The zhēnrén Fǎjiě then asks what is to be done for those already in the hells, since the entire ritual of “pulling up and ferrying across” (qiān bá zhī gé 遷拔之格) is recorded in the other scriptures. The remainder of the text rehearses the requisite rites of redemption, thereby furnishing one of the clearest Táng expositions of the relationship between ethical cultivation, scriptural recitation, and mortuary rescue-ritual.
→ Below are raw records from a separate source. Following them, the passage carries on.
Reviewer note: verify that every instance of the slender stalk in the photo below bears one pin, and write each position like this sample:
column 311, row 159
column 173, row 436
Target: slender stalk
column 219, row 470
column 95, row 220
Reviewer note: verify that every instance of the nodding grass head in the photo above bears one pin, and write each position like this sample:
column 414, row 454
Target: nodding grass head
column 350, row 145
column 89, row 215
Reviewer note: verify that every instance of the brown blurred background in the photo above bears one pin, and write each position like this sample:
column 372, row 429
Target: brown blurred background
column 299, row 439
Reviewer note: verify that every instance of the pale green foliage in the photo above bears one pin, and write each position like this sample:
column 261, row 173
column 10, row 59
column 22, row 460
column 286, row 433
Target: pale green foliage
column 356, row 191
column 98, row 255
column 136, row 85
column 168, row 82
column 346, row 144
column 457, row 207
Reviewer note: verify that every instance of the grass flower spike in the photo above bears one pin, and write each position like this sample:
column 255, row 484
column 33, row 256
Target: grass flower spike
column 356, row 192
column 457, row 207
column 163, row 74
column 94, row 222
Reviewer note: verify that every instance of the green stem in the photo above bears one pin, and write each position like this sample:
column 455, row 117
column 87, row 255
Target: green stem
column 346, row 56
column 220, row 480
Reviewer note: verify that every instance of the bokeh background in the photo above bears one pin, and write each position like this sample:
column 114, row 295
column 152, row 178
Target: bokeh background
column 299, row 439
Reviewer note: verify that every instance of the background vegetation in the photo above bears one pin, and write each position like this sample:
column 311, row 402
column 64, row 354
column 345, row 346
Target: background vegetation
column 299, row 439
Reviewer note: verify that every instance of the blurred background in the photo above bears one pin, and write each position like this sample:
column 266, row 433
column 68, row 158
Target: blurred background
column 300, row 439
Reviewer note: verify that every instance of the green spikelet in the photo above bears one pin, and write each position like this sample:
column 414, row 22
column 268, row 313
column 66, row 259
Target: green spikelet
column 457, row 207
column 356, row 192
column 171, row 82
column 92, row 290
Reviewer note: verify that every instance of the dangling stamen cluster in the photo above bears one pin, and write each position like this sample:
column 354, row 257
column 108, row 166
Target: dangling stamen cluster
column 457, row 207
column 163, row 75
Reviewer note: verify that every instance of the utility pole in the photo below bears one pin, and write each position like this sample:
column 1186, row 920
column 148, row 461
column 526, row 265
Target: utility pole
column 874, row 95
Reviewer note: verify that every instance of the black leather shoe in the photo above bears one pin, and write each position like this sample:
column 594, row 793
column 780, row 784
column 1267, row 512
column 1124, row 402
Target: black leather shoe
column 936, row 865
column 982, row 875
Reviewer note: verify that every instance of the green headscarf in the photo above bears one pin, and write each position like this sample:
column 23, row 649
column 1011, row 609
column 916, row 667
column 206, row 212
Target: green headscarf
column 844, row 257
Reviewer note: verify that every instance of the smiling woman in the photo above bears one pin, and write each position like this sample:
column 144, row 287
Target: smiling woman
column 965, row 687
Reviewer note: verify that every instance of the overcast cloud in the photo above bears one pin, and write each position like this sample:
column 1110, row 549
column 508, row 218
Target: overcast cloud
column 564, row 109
The scripture is widely quarried by later texts — its folios 6a–b and 7a–b are the source of DZ 353 Shàngqīng jīnguì yùjìng xiūzhēn zhǐxuán miàojīng 4b–5a and 10a–b (KR5b0037).
Translations and research
- Schipper, Kristofer, and Franciscus Verellen, eds. The Taoist Canon: A Historical Companion to the Daozang. Chicago: University of Chicago Press, 2004, 2:547–548 (DZ 371).